Thursday, February 03, 2022

The Language of the Debate (5)

[Editor’s note: Nobody ever wants to be called racist, and yet the word is everywhere these days. It also doesn’t mean what it used to mean, which means it was one of those words I planned to get to in this series eventually. All too conveniently, Immanuel Can sent me an email this week analyzing the current usage of the term (and the logic behind the change in meaning) better than I might. I have reproduced it below.

Trust you enjoy it. — Tom]

9. Racist

Individuals and Systems

Things I’ve been pondering … social criticism, and all that.

I’ve only recently got my head around the idea of what social justice (‘SJ’ or ‘SJW’) types mean when they call everybody “racist”.

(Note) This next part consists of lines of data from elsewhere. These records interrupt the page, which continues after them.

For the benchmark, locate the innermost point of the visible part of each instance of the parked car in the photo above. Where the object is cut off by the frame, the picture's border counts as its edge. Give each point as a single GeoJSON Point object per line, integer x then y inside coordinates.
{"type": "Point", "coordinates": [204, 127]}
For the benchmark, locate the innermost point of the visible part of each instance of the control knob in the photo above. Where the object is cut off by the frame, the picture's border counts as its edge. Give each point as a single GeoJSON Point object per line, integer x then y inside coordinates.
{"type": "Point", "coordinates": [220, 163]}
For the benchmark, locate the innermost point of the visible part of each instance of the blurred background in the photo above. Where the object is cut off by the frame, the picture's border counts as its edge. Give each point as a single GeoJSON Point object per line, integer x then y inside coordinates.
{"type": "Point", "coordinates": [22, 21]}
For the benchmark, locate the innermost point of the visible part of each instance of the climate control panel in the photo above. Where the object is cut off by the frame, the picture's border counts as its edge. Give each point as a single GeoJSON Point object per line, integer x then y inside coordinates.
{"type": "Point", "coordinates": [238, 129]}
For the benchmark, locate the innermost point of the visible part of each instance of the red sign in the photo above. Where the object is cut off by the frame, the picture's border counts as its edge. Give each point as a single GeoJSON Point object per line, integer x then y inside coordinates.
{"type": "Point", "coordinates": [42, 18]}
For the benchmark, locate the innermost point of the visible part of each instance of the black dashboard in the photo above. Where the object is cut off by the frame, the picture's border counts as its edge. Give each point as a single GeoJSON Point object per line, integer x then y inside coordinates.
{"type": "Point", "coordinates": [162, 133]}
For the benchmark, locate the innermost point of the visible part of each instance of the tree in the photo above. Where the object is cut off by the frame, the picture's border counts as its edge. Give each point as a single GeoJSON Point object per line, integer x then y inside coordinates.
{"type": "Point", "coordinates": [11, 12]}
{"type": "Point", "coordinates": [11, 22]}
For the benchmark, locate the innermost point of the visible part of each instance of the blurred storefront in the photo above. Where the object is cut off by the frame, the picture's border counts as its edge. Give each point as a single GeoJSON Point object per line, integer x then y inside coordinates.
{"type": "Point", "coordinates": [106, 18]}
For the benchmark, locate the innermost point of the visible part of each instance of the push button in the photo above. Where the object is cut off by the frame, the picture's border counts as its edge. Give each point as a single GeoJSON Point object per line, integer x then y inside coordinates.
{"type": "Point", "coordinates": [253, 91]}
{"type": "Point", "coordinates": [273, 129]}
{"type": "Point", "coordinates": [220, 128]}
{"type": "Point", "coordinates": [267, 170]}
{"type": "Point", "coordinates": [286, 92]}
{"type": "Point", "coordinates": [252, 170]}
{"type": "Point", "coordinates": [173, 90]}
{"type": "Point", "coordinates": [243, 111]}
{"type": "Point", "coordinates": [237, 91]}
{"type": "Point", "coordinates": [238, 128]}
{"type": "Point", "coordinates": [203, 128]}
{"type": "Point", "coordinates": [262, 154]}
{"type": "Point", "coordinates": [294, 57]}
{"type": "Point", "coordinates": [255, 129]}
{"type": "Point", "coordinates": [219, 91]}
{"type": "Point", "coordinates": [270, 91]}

I always thought of it in terms of the classical sort of definition of the term, meaning “an individual who believes that ‘race’ (a dubious concept in itself, of course) is determinative of the value of other individuals”.

But this is not the SJ usage. In SJ usage, racism is not limited to the practice of individuals. After all, the individual, according to them, is just a creation of his environment: and racism is SYSTEMIC.

Racist from Womb to Tomb

This is a difference of huge importance. For while in classical usage, one actually has to hold personally to particular views about race, in SJ usage one can be racist without holding any views at all. All one has to do to be an SJ-racist is to serve as a functionary of any party of the “system” that is already presumed to be itself racist and unjust.

And that’s every system that currently exists, of course. The social justice crowd insists systemic racism is built into the very structure of traditional or received society: all our institutions, all our ways of thinking, all our everyday living procedures. All are “racist”, in that their structure serves to reinforce practices and institutions of “injustice”.

The upshot of this is that all one has to do, in SJW-think, in order to be genuinely racist, is to stand for, uphold or serve any element of the status quo, or fail to be vociferous and violent enough in campaigning for its overthrow. That makes you a racist regardless of your conscious beliefs on the subject. By this redefinition, all institutions and businesses are racist, all authorities are racist, all parents are racist ... because all of these fail to respond instantly and supinely to the SJW agenda.

In other words, for SJWs, “racist” simply means any kind of conservative. Or even more plainly, it simply means “not-SJW”.

Freeing the Conscience

Once one understands this perverted and self-serving employment of the term “racist”, one stops feeling the moral sting of having been insulted or called out for unfair attitudes to other human beings. All “racist” really means to the woke crowd is somebody who resists Neo-Marxism.

Of course, the power of the term depends on us not understanding how loosely and dishonestly the SJWs are employing it, and on being vexed in our post-Protestant consciences for perhaps failing to be sufficiently open-minded and free of bias. (The conservative conscience is often tender and sensitive in degrees that the sclerotic SJW self-certainty never is.) So they want to use it as freely as their definition of it will allow, but want us to feel the sting of it in a classical way.

Time to disambiguate the usage, I think.

Afterthought: In a clichéd phrase like “Punch a Nazi”, I wonder what their use of the word “Nazi” signifies. I suspect it means something similar: anybody who is not whole-hog SJW. But there might be some additional twisting of language and concepts going on. They certainly don’t mean it to refer to followers of the ideology of the National Socialist party in pre-war Germany, or even to people who might follow their historical lead. It seems to be used to mean something quite different.